Run this command to start the agent:

```shell theme={null}
python client.py risingwave-mcp/src/main.py
```

### Test the agent

Try these example commands:

**Get database information:**

* Give me the database version

```bash theme={null}
I'll help you get the RisingWave database version information using the `get_database_version` function.
[Calling tool get_database_version with args {}]
The database is running PostgreSQL 13.14.0 with RisingWave version 2.2.0 (Homebrew build).
```

**Explore table schemas:**

* Show me the users table structure

```bash theme={null}
Columns:
1. id (integer)
2. risk (integer)
3. cost (integer)
4. time (timestamp without time zone)
5. _row_id (serial) - hidden, primary key
6. _rw_timestamp (timestamp with time zone) - hidden

Additional Information:
- Primary Key: _row_id
- Distribution Key: _row_id
- Table Name: users
```

**Create and query materialized views:**

* Track the highest risk scores

```bash theme={null}
I'll help you create a materialized view to track the highest risk scores from the users table. I'll create a view that orders by risk score in descending order.
[Calling tool create_materialized_view with args {'name': 'high_risk_users', 'sql_statement': 'SELECT id, risk, cost, time \nFROM users \nWHERE risk >= 7 \nORDER BY risk DESC'}]
Great! The materialized view 'high_risk_users' has been created. Let me show you the results from this view to see the users with the highest risk scores.
```

* Sort that mv by highest spending and display

```bash theme={null}
I'll query the materialized view 'high_risk_users' and sort it by cost in descending order (highest spending) using the run_select_query function.
[Calling tool run_select_query with args {'query': 'SELECT * FROM high_risk_users ORDER BY cost DESC;'}]
Here's an analysis of the high-risk users sorted by spending:

Top 5 highest spending high-risk users:
1. ID: 1398 - Risk: 8, Cost: $9,999
2. ID: 1021 - Risk: 10, Cost: $9,967
3. ID: 1277 - Risk: 8, Cost: $9,949
4. ID: 1642 - Risk: 8, Cost: $9,913
5. ID: 2048 - Risk: 10, Cost: $9,855

Key observations:
- There are 451 users classified as high-risk
- Spending ranges from $11 (lowest) to $9,999 (highest)
- Some users have maximum risk score (10) but varying spending levels
- The view includes users with risk scores 7 and above
```

Experiment with your own prompts and data!

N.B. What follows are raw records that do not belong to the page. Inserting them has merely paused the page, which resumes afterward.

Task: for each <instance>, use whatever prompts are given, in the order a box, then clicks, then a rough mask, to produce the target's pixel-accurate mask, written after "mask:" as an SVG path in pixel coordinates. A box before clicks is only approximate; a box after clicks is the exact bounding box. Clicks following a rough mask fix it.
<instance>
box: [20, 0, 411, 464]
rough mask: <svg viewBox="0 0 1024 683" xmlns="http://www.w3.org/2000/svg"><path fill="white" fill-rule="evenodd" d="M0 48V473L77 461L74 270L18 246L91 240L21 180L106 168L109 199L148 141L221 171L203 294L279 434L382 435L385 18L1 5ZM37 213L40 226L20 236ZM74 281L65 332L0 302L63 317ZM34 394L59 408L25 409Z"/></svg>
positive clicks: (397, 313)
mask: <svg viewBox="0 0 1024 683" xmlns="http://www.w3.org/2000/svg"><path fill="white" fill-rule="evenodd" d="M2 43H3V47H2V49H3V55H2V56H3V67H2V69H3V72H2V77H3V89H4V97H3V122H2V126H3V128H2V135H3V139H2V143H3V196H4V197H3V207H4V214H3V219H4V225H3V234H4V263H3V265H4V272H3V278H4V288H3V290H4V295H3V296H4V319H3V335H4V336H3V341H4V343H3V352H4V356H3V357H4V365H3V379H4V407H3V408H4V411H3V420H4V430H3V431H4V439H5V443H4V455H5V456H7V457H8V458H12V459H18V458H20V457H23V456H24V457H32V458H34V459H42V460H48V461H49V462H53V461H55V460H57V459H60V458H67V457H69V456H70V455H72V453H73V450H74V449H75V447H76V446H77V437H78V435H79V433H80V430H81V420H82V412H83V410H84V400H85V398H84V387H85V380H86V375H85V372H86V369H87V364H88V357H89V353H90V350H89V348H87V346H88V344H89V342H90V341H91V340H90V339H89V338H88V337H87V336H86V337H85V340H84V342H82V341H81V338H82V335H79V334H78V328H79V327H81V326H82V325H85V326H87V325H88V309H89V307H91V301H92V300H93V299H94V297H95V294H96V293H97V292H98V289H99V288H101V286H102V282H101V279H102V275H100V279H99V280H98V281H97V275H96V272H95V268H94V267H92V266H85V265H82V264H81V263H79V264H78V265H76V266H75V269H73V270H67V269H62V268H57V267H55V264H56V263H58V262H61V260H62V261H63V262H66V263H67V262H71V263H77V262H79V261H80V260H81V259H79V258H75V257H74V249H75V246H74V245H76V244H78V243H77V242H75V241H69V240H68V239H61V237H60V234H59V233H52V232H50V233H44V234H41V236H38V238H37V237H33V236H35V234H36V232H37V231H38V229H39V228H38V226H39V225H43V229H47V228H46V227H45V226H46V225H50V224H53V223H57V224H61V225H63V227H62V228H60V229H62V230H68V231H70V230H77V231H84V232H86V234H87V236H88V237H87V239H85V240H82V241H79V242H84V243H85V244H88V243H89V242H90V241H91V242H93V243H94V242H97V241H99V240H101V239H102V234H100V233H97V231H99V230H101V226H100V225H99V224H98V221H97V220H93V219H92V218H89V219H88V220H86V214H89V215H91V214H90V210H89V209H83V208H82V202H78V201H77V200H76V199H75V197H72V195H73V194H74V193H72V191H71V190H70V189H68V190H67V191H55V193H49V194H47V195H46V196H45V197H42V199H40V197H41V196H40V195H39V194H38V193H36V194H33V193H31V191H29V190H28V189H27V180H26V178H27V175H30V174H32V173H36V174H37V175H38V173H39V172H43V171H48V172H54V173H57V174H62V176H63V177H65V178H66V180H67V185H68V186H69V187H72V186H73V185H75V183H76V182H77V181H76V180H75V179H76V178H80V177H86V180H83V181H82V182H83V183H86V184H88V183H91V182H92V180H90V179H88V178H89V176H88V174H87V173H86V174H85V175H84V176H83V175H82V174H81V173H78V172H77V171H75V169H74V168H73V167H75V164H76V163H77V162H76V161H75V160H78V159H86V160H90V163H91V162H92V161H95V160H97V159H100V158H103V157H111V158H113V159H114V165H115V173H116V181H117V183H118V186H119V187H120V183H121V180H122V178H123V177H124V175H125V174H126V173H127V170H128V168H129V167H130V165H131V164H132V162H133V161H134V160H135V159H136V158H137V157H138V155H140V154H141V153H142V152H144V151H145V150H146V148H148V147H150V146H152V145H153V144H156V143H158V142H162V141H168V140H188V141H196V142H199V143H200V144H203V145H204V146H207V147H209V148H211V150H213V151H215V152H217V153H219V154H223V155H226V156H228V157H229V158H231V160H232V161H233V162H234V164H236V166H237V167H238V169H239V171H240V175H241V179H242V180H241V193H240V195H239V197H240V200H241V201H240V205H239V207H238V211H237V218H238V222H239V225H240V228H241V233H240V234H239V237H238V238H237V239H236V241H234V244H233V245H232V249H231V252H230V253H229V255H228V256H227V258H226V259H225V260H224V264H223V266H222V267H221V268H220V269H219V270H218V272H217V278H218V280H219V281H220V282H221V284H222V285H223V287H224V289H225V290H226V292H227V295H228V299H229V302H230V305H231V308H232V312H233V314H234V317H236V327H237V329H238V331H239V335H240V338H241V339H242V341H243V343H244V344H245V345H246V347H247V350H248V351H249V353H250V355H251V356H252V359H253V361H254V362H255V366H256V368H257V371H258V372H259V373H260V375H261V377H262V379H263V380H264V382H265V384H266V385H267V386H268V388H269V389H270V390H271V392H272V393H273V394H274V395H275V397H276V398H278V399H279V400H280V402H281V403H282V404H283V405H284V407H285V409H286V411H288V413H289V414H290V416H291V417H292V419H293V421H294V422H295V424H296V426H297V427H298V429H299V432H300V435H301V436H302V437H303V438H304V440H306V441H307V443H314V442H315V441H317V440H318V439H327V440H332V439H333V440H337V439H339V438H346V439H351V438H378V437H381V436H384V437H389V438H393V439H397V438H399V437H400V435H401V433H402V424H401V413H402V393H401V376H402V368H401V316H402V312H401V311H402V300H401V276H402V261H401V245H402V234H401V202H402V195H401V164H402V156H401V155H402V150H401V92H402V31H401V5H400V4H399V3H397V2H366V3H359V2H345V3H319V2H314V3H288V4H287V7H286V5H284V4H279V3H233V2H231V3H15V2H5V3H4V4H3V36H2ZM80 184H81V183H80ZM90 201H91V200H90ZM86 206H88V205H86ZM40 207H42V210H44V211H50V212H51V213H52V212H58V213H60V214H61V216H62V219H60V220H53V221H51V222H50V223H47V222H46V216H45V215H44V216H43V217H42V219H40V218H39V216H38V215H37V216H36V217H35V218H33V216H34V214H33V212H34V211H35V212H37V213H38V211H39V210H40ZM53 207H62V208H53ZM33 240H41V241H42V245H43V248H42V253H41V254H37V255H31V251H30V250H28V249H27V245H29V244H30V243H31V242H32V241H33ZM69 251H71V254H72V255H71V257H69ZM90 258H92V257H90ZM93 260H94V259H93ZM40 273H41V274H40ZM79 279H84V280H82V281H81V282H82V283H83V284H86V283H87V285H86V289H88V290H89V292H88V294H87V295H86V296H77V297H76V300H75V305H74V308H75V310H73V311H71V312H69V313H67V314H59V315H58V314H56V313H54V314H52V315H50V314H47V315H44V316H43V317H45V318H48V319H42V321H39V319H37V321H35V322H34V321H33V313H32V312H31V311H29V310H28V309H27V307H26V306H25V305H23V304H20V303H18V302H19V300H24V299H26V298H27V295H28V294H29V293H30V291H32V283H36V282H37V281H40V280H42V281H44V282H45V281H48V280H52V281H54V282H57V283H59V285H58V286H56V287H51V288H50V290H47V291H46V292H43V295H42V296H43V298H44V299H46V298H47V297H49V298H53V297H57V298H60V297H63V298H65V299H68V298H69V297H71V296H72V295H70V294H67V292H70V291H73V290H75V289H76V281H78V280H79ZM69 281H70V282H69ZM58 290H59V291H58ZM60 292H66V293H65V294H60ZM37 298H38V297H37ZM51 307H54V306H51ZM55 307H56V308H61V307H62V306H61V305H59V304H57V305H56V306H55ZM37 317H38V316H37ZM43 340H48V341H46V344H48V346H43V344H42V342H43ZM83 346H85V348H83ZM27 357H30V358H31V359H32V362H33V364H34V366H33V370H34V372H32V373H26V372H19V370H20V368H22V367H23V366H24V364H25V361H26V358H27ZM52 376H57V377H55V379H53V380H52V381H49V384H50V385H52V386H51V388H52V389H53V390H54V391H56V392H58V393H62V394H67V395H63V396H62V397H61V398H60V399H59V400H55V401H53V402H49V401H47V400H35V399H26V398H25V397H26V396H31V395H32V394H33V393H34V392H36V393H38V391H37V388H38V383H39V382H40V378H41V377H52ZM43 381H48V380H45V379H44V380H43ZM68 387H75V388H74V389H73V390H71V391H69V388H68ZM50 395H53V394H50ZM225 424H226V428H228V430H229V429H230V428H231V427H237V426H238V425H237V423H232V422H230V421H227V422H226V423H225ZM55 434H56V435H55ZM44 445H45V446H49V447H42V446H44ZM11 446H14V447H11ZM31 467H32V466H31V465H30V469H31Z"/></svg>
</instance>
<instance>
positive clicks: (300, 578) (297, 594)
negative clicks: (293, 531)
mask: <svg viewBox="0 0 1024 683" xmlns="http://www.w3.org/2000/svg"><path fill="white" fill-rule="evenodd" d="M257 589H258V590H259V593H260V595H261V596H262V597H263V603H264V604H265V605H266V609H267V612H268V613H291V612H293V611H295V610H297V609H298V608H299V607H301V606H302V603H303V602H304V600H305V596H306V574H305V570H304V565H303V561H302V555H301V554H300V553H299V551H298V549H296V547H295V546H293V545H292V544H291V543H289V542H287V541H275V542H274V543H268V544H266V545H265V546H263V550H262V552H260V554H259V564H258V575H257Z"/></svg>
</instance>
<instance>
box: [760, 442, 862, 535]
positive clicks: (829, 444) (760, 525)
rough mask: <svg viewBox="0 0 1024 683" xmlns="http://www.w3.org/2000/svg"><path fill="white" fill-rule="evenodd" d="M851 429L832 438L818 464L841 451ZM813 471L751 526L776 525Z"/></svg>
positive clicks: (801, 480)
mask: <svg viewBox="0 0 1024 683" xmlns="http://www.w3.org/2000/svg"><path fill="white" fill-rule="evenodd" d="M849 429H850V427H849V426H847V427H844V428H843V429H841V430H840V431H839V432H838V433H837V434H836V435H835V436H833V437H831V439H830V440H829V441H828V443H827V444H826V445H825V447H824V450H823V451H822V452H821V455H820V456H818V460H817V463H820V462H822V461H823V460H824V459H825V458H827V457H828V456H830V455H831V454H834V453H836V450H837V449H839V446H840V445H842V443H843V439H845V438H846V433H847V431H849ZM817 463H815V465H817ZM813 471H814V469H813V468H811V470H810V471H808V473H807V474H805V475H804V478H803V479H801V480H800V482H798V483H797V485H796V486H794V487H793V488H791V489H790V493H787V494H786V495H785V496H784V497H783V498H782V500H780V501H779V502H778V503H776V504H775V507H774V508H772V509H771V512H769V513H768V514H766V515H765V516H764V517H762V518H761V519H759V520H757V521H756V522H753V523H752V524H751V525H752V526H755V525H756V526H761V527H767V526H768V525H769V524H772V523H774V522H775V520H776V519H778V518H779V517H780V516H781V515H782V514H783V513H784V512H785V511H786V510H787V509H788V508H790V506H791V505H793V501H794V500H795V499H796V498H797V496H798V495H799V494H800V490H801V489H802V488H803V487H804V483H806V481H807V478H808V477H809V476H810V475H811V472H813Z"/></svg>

You can also use any of the [demos](https://docs.risingwave.com/demos/overview) to test the agent.

## Clean up

When you finish testing:

1. **Stop the agent**: Type `quit` in the agent interface.
2. **Clean up test data** (optional): Ask the agent to "Drop the users table".
3. **Stop RisingWave**: Stop the RisingWave service if you started it for this demo.